Due to the surprising success of my initial Movies Project, I decided to do a part two for 2012. This time around I put a greater emphasis on directors I am not familiar with, but I also tried to compile a mix of different genres and eras. This will be an ongoing project with the finish date being sometime this year.
Director: Wes Anderson
Starring: Jason Schwartzman, Bill Murray and Olivia Williams
Runtime: 93 minutes
I was a little worried about seeing Rushmore for the first time. I had yet to fall in love with a Wes Anderson film, aside from the animated Fantastic Mr. Fox. But it had been years since seeing any of them, and my tastes have changed drastically since. What better movie to give Anderson another shot than with his much-loved Rushmore?
Jason Schwartzman stars as the 15-year-old Max Fischer, a student of Rushmore Academy who is more interested in joining every extracurricular activity available than improving his grades. After finding an intriguing Jacques Costeau quote in a library book, Max tracks down those who have checked it out in the past and eventually finds the culprit: Miss Cross (Olivia Williams), a widowed first grade teacher. Max befriends her but quickly falls in love.

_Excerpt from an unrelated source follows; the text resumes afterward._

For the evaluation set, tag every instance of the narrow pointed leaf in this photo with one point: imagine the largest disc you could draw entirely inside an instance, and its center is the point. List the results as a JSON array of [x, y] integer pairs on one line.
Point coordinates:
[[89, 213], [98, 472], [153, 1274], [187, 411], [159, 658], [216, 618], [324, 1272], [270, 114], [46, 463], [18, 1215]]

In an attempt to win her over, Max connects with a millionaire steel magnate named Herman Blume (Bill Murray). Problem is, Blume begins to fall for Miss Cross as well. The two begin a back-and-forth battle to steal the teacher’s heart, with Max in particular becoming increasingly more drastic with his actions. The love triangle quickly spirals out of control.
Rushmore, in a nutshell, is quirky. Everything about the movie is awkward, from Max’s non-stop pestering of Miss Cross all the way down to his hilarious take as a theater director. What high school student other than Fischer would run stage productions of Serpico and Apocalypse Now? The movie has a unique brand of humor, no doubt, and it’s one that can divide audiences. I found myself chuckling quite a bit, but your mileage may vary.
One thing that surprised me about Rushmore that I really dug was its obvious homages to The Graduate, one of my favorite films from last year’s project. From the concept of a student/young male falling in love with a much older teacher all the way down to a scene where Blume cannonballs into a pool (much like Benjamin Braddock), it’s easy to see that Wes Anderson had this 1967 classic in mind while filming this.
I can’t place my finger as to what made me like Rushmore so much. There was nothing in particular that made me say “hey, this is a great movie” but I really enjoyed everything it threw at me. The soundtrack, full of classic 60s tunes, is well-curated, and everything about the film is eminently likable. Even Max Fischer, who would almost certainly be an annoying little twat in real life, is somehow charming. For that, I will give credit to the always enjoyable Schwartzman. Also, you simply can’t go wrong with Bill Murray, who obviously shines in this role.
I was torn between giving Rushmore a 7 or an 8. Ultimately, I have decided on the latter simply because I had a smile on my face as the movie ended. Anderson’s offbeat humor isn’t for everyone, but I quite enjoyed it in Rushmore. I’m ready to give him a second chance, and I can’t wait to dig into the rest of his filmography.